27 August, 2011

How many complex species are there on Earth?

About 8.7 million.

And how many have we found to date?

About 1.2 million.

That is according to a recent study in PLoS Biology:

Knowing the number of species on Earth is one of the most basic yet elusive questions in science. Unfortunately, obtaining an accurate number is constrained by the fact that most species remain to be described and because indirect attempts to answer this question have been highly controversial. Here, we document that the taxonomic classification of species into higher taxonomic groups (from genera to phyla) follows a consistent pattern from which the total number of species in any taxonomic group can be predicted. Assessment of this pattern for all kingdoms of life on Earth predicts ~8.7 million (±1.3 million SE) species globally, of which ~2.2 million (±0.18 million SE) are marine. Our results suggest that some 86% of the species on Earth, and 91% in the ocean, still await description. Closing this knowledge gap will require a renewed interest in exploration and taxonomy, and a continuing effort to catalogue existing biodiversity data in publicly available databases.
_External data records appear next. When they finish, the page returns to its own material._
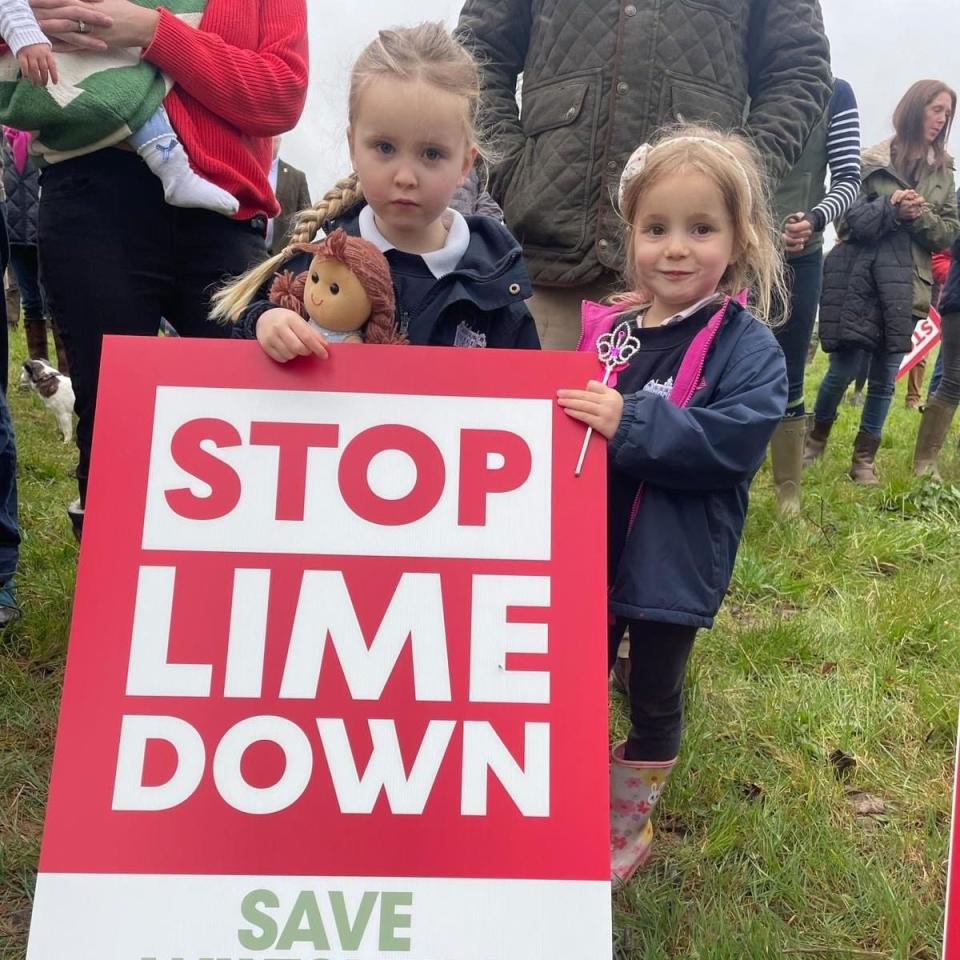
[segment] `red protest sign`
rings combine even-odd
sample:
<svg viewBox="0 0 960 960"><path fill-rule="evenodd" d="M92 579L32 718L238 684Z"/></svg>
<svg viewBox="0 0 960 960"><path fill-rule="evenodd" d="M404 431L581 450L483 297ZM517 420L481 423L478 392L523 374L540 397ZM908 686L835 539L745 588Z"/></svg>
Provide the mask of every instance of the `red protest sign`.
<svg viewBox="0 0 960 960"><path fill-rule="evenodd" d="M960 960L960 726L957 728L957 758L953 775L953 817L950 823L943 960Z"/></svg>
<svg viewBox="0 0 960 960"><path fill-rule="evenodd" d="M940 314L934 307L913 329L913 348L900 362L897 379L906 376L939 342Z"/></svg>
<svg viewBox="0 0 960 960"><path fill-rule="evenodd" d="M106 341L29 960L610 955L591 373Z"/></svg>

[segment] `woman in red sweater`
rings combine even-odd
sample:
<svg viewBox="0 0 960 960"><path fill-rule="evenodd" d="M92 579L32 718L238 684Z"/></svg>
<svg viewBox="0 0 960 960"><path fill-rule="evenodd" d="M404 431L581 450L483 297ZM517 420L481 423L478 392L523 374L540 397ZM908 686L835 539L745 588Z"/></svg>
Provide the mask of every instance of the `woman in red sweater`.
<svg viewBox="0 0 960 960"><path fill-rule="evenodd" d="M240 202L231 219L169 206L123 145L42 175L40 269L77 398L80 497L68 512L79 536L103 335L155 336L166 317L182 336L229 336L207 319L210 290L265 256L267 218L279 212L271 140L296 125L306 98L306 2L209 0L199 27L130 0L31 6L61 42L141 47L174 81L164 105L197 172ZM96 25L105 18L110 26Z"/></svg>

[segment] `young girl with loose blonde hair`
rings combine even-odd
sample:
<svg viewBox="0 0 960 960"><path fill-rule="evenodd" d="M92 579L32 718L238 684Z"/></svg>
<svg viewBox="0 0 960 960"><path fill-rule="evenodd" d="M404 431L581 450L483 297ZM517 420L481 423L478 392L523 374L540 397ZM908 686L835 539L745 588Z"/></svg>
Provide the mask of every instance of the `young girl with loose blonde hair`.
<svg viewBox="0 0 960 960"><path fill-rule="evenodd" d="M326 342L266 298L274 274L306 269L295 251L335 226L387 257L398 332L414 344L539 347L530 282L506 228L449 204L477 158L476 63L439 23L381 30L351 72L354 173L295 221L291 245L214 296L212 316L275 360L326 355Z"/></svg>
<svg viewBox="0 0 960 960"><path fill-rule="evenodd" d="M782 284L747 143L702 127L664 131L627 162L620 205L629 289L612 305L584 304L580 348L612 333L616 348L636 349L609 385L559 391L560 406L609 441L608 659L629 628L632 664L630 734L611 763L615 885L649 856L650 813L680 746L687 659L730 582L750 481L787 397L780 347L740 302L749 287L767 314Z"/></svg>
<svg viewBox="0 0 960 960"><path fill-rule="evenodd" d="M739 249L717 289L731 296L750 290L759 317L775 323L779 318L772 316L773 304L785 302L783 260L775 239L768 184L753 147L733 133L684 125L664 127L644 153L647 163L643 175L627 180L620 201L620 215L627 231L624 277L630 291L613 299L622 302L642 295L642 290L637 289L634 264L637 232L632 229L633 219L650 185L679 167L710 177L723 194L733 219Z"/></svg>

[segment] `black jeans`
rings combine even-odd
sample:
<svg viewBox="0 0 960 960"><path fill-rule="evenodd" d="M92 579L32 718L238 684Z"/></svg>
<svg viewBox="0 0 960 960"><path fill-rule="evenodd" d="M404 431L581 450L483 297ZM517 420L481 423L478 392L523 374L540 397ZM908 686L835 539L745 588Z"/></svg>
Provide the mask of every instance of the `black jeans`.
<svg viewBox="0 0 960 960"><path fill-rule="evenodd" d="M266 255L259 221L164 202L160 181L119 149L47 167L41 177L40 279L70 360L77 480L87 492L104 334L229 337L207 318L210 294Z"/></svg>
<svg viewBox="0 0 960 960"><path fill-rule="evenodd" d="M683 733L683 679L696 627L617 620L607 634L607 666L630 628L630 734L627 760L673 760Z"/></svg>
<svg viewBox="0 0 960 960"><path fill-rule="evenodd" d="M0 215L0 277L7 269L7 226ZM12 579L20 557L17 522L17 442L7 406L7 302L0 297L0 587Z"/></svg>
<svg viewBox="0 0 960 960"><path fill-rule="evenodd" d="M941 321L943 376L934 396L944 403L960 403L960 313L945 313Z"/></svg>
<svg viewBox="0 0 960 960"><path fill-rule="evenodd" d="M807 351L813 335L813 324L820 303L823 285L823 253L819 250L790 260L786 266L790 288L790 316L774 331L783 356L787 361L788 417L804 414L803 376L807 365Z"/></svg>

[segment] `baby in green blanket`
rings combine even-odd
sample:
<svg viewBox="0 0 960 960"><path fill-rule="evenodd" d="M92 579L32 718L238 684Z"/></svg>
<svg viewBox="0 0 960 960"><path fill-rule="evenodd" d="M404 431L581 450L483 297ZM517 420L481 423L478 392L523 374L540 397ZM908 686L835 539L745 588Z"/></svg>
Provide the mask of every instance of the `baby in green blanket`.
<svg viewBox="0 0 960 960"><path fill-rule="evenodd" d="M205 3L187 5L199 17ZM13 62L0 62L0 121L35 132L35 149L47 162L125 140L159 177L171 206L228 217L237 212L236 197L190 166L163 108L167 81L155 67L130 51L54 54L29 0L0 0L0 37L19 65L17 76ZM82 82L68 83L67 72L69 80L76 81L82 74ZM53 86L48 88L50 81Z"/></svg>

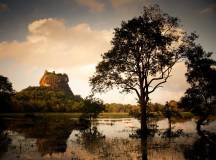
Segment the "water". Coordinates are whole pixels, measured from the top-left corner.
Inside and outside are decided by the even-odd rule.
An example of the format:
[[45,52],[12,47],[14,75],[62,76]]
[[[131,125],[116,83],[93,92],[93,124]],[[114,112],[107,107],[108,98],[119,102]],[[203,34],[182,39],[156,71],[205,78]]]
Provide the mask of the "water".
[[6,117],[0,121],[0,159],[216,159],[216,121],[204,128],[207,138],[197,134],[194,119],[175,122],[171,131],[167,119],[152,124],[151,135],[140,139],[134,118],[99,118],[90,124],[68,117]]

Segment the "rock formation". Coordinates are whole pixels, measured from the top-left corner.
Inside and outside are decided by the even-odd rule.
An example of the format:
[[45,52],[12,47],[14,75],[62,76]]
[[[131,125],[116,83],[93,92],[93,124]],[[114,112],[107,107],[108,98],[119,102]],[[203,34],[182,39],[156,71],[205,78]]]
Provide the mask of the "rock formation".
[[54,90],[63,91],[68,95],[73,95],[73,92],[71,91],[68,82],[69,78],[67,74],[55,73],[55,71],[48,72],[46,70],[43,77],[40,80],[40,86],[50,87]]

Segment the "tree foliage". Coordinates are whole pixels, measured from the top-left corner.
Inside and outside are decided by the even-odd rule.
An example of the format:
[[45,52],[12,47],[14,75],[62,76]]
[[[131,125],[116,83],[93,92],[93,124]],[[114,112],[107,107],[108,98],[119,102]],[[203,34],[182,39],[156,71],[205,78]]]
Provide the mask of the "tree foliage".
[[28,87],[13,97],[14,112],[79,112],[96,117],[102,112],[103,103],[94,98],[83,99],[50,87]]
[[104,111],[104,109],[105,105],[103,104],[103,101],[90,95],[84,99],[82,116],[91,120],[91,118],[96,118],[102,111]]
[[187,81],[190,84],[181,99],[181,106],[200,117],[200,124],[215,111],[216,103],[216,61],[212,53],[195,45],[187,53]]
[[15,112],[71,112],[79,110],[82,101],[49,87],[28,87],[13,100]]
[[132,110],[138,109],[139,106],[132,104],[107,103],[105,104],[104,112],[125,112],[129,113]]
[[215,103],[216,62],[211,55],[201,46],[195,46],[188,53],[186,77],[191,87],[187,89],[182,102],[197,115],[212,113]]

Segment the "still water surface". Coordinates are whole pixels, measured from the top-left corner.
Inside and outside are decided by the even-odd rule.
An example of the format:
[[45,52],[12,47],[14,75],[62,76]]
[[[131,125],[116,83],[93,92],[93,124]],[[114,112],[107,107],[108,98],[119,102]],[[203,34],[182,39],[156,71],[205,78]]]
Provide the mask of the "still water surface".
[[137,138],[140,124],[134,118],[100,118],[90,124],[74,118],[6,117],[0,123],[3,160],[216,159],[216,121],[204,128],[210,141],[197,134],[194,119],[175,122],[171,131],[167,119],[154,121],[145,140]]

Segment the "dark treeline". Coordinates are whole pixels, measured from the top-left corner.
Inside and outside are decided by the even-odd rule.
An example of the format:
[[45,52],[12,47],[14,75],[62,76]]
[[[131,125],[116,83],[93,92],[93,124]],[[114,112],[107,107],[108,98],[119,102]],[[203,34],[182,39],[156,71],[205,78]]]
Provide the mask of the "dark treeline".
[[[178,112],[184,111],[182,108],[178,106],[178,102],[171,100],[167,102],[171,105],[173,110]],[[162,114],[165,110],[165,105],[160,103],[148,103],[148,111],[149,112],[157,112],[158,114]],[[139,105],[132,104],[121,104],[121,103],[107,103],[105,104],[105,112],[126,112],[126,113],[136,113],[139,112]]]

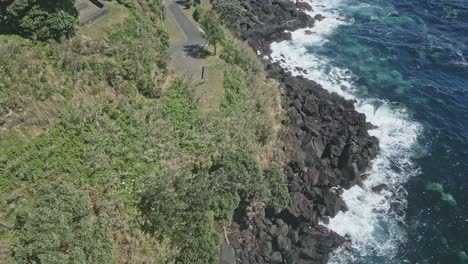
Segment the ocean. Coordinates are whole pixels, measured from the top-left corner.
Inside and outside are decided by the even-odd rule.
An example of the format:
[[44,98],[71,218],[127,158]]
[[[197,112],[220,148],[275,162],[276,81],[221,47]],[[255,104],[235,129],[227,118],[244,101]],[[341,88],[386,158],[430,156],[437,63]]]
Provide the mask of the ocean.
[[381,147],[330,263],[468,263],[468,0],[304,1],[325,18],[272,59],[356,100]]

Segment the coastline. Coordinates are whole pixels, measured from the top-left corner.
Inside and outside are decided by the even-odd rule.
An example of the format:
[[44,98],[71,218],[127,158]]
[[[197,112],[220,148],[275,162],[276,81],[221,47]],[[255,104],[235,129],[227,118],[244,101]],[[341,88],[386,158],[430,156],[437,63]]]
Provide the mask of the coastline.
[[246,206],[230,228],[229,241],[241,263],[327,263],[329,253],[347,239],[319,221],[326,223],[346,210],[343,188],[361,184],[368,176],[364,172],[377,156],[379,143],[369,135],[373,125],[356,111],[354,101],[294,77],[269,60],[271,43],[313,26],[314,18],[298,10],[308,7],[281,0],[242,5],[248,14],[241,23],[241,38],[263,57],[269,77],[284,90],[282,106],[289,120],[282,139],[290,203],[279,214]]

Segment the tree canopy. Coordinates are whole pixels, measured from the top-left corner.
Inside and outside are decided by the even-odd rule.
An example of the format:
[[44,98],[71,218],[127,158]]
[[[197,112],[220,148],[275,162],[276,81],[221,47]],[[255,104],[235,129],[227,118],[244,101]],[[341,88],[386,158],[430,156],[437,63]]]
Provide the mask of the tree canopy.
[[203,32],[205,32],[206,40],[210,45],[213,45],[214,54],[216,55],[217,45],[224,40],[224,31],[216,14],[213,11],[208,11],[201,20],[201,26]]
[[75,33],[75,0],[2,0],[0,33],[33,40],[60,40]]
[[32,210],[17,215],[14,257],[17,263],[112,263],[109,228],[87,193],[44,186]]

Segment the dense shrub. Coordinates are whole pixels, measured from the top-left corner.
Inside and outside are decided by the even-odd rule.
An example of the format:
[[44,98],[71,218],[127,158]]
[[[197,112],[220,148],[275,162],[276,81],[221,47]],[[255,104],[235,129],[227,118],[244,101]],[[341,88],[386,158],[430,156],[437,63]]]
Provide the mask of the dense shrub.
[[219,14],[219,19],[223,25],[236,33],[239,31],[239,24],[243,15],[239,0],[213,1],[213,9]]
[[132,0],[117,0],[117,3],[124,5],[126,7],[133,7],[133,1]]
[[214,219],[212,213],[197,219],[192,237],[189,237],[186,244],[177,258],[178,263],[185,264],[217,264],[219,263],[219,242],[218,233],[214,230]]
[[228,38],[223,42],[223,52],[220,56],[231,65],[237,65],[244,72],[255,75],[263,68],[256,55],[245,43],[240,43],[234,39]]
[[7,0],[0,2],[0,33],[33,40],[60,40],[75,33],[75,0]]
[[113,263],[106,215],[96,215],[88,194],[44,186],[31,210],[18,213],[17,263]]
[[201,121],[201,112],[187,83],[176,81],[163,99],[163,111],[179,131],[194,128]]
[[42,46],[32,46],[18,36],[0,36],[0,113],[26,101],[45,100],[65,86],[51,79],[50,68],[37,52]]
[[225,101],[223,106],[228,110],[232,110],[232,108],[236,108],[239,105],[242,99],[242,92],[245,89],[244,78],[243,71],[237,66],[224,72],[223,88]]
[[269,169],[265,176],[269,184],[270,200],[268,207],[280,212],[289,204],[289,192],[286,175],[278,166]]
[[112,58],[105,64],[108,82],[118,88],[125,80],[132,81],[141,94],[156,97],[161,85],[158,78],[167,70],[167,33],[135,12],[109,39],[105,51]]
[[193,19],[195,19],[197,22],[200,22],[203,19],[205,12],[205,9],[201,5],[197,5],[195,7],[195,11],[193,11]]

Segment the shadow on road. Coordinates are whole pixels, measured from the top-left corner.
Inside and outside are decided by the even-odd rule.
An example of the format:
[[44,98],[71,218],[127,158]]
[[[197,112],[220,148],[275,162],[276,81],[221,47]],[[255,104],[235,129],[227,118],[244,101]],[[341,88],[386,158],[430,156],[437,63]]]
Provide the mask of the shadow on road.
[[203,48],[202,45],[194,44],[194,45],[185,45],[183,51],[189,55],[190,57],[196,59],[205,59],[210,55],[210,53]]
[[[176,1],[176,4],[185,7],[185,4],[187,3],[187,1],[188,1],[188,0],[179,0],[179,1]],[[186,8],[186,9],[187,9],[187,8]]]

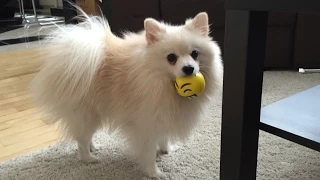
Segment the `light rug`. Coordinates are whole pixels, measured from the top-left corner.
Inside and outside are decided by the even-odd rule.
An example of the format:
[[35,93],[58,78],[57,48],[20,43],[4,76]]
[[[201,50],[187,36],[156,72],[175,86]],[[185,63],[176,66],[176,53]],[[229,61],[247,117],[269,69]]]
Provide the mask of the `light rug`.
[[[265,72],[263,105],[320,84],[320,74]],[[319,109],[320,110],[320,109]],[[219,179],[221,98],[207,108],[199,127],[177,151],[158,158],[168,179]],[[320,130],[319,130],[320,131]],[[61,142],[0,164],[1,180],[146,179],[116,136],[100,132],[96,164],[77,159],[75,144]],[[258,180],[319,180],[320,153],[260,131]]]

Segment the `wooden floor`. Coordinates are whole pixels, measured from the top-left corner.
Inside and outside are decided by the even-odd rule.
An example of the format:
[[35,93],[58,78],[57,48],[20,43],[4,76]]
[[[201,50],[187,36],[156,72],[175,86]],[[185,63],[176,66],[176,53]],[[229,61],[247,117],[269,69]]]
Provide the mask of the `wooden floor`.
[[31,102],[28,85],[42,60],[37,49],[0,53],[0,162],[58,141],[56,126]]

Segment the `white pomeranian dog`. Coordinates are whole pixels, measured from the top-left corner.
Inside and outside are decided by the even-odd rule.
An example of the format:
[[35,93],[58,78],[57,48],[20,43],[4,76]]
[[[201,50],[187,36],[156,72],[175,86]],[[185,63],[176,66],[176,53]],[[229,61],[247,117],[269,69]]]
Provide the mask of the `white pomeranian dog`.
[[[81,23],[51,34],[32,95],[77,142],[81,160],[98,160],[92,137],[108,127],[125,137],[146,175],[164,178],[158,149],[168,152],[169,142],[186,140],[222,87],[221,51],[209,36],[208,15],[201,12],[182,25],[146,18],[144,30],[118,37],[106,19],[82,13]],[[180,96],[175,78],[198,72],[206,80],[202,94]]]

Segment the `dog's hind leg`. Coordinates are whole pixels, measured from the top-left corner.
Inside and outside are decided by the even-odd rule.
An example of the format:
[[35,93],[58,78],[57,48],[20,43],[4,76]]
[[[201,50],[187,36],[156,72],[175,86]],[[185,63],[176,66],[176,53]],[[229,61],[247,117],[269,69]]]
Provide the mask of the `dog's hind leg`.
[[78,144],[78,155],[82,161],[87,163],[97,162],[98,159],[92,155],[95,147],[92,143],[93,134],[100,126],[98,116],[74,116],[66,121],[66,127],[69,135],[76,140]]

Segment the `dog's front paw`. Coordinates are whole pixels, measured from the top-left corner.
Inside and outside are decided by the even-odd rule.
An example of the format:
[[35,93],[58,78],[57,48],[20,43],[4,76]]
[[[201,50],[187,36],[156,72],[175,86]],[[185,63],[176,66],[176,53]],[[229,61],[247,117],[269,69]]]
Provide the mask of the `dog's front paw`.
[[147,175],[150,177],[150,178],[155,178],[155,179],[166,179],[166,175],[161,172],[159,169],[155,170],[155,171],[149,171],[147,172]]
[[90,144],[90,152],[96,152],[99,151],[100,149],[102,149],[102,145],[100,144]]
[[166,175],[161,172],[156,163],[154,165],[144,165],[143,170],[149,178],[166,179]]
[[80,160],[82,160],[86,163],[97,163],[99,161],[99,159],[92,154],[90,154],[88,156],[80,156]]
[[169,154],[169,152],[174,152],[180,148],[179,145],[173,144],[173,145],[167,145],[165,147],[160,148],[160,153],[161,154]]

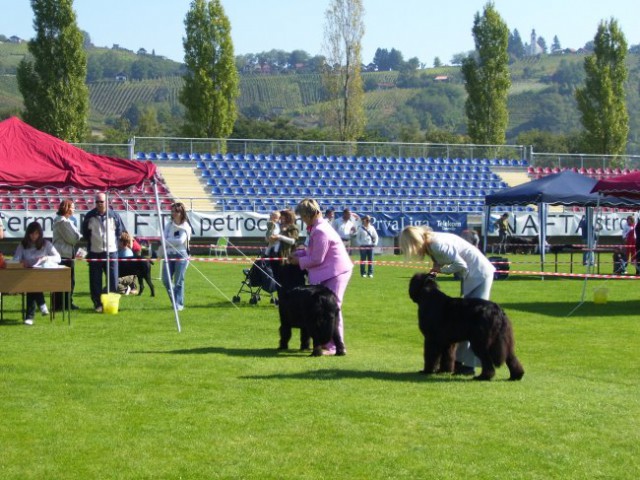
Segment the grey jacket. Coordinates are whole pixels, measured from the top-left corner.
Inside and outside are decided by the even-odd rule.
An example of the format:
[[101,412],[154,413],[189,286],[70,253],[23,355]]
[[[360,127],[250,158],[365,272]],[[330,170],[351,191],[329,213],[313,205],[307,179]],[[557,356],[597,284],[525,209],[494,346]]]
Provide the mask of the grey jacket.
[[75,257],[75,245],[81,238],[80,230],[69,218],[56,216],[53,221],[53,246],[62,258]]

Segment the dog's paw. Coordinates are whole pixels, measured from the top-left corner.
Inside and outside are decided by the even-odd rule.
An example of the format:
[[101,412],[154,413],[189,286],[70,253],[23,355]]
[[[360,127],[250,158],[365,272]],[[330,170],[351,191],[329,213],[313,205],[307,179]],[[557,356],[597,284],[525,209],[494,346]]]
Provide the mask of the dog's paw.
[[429,370],[420,370],[418,373],[420,375],[431,375],[433,372],[430,372]]
[[311,352],[311,355],[309,355],[310,357],[321,357],[322,356],[322,349],[321,348],[314,348],[313,352]]

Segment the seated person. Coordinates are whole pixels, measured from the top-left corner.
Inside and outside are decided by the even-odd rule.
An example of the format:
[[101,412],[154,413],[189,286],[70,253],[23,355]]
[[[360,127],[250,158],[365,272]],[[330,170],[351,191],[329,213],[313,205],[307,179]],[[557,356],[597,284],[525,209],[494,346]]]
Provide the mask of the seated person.
[[[13,259],[22,263],[24,267],[44,267],[60,263],[60,254],[49,240],[45,240],[42,226],[38,222],[27,225],[27,231],[16,248]],[[48,315],[49,309],[44,301],[42,292],[27,293],[27,313],[25,325],[33,325],[36,306],[42,315]]]
[[[118,240],[118,258],[133,258],[133,238],[128,232],[122,232]],[[135,275],[125,275],[118,278],[118,293],[122,295],[136,295],[138,287]]]

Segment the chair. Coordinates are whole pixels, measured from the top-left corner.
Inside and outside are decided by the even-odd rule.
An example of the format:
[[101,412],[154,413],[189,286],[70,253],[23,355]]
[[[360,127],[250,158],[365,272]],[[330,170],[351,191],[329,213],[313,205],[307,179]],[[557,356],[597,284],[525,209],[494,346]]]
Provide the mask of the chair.
[[228,246],[229,239],[227,237],[219,237],[216,243],[212,243],[211,245],[209,245],[209,255],[215,254],[216,257],[228,257]]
Here is a table from the paper (click to enlarge) showing the vast difference in the numbers of catalogued and predicted species, which really highlights how little we know about life on our planet (particularly in the ocean).



An interesting calculation made in the study was the approximate cost and man power it would take to catalogue all of the species that are currently unaccounted for:

Considering current rates of description of eukaryote species in the last 20 years (i.e., 6,200 species per year; ±811 SD; Figure 3F–3J), the average number of new species described per taxonomist's career (i.e., 24.8 species, [30]) and the estimated average cost to describe animal species (i.e., US$48,500 per species [30]) and assuming that these values remain constant and are general among taxonomic groups, describing Earth's remaining species may take as long as 1,200 years and would require 303,000 taxonomists at an approximated cost of US$364 billion.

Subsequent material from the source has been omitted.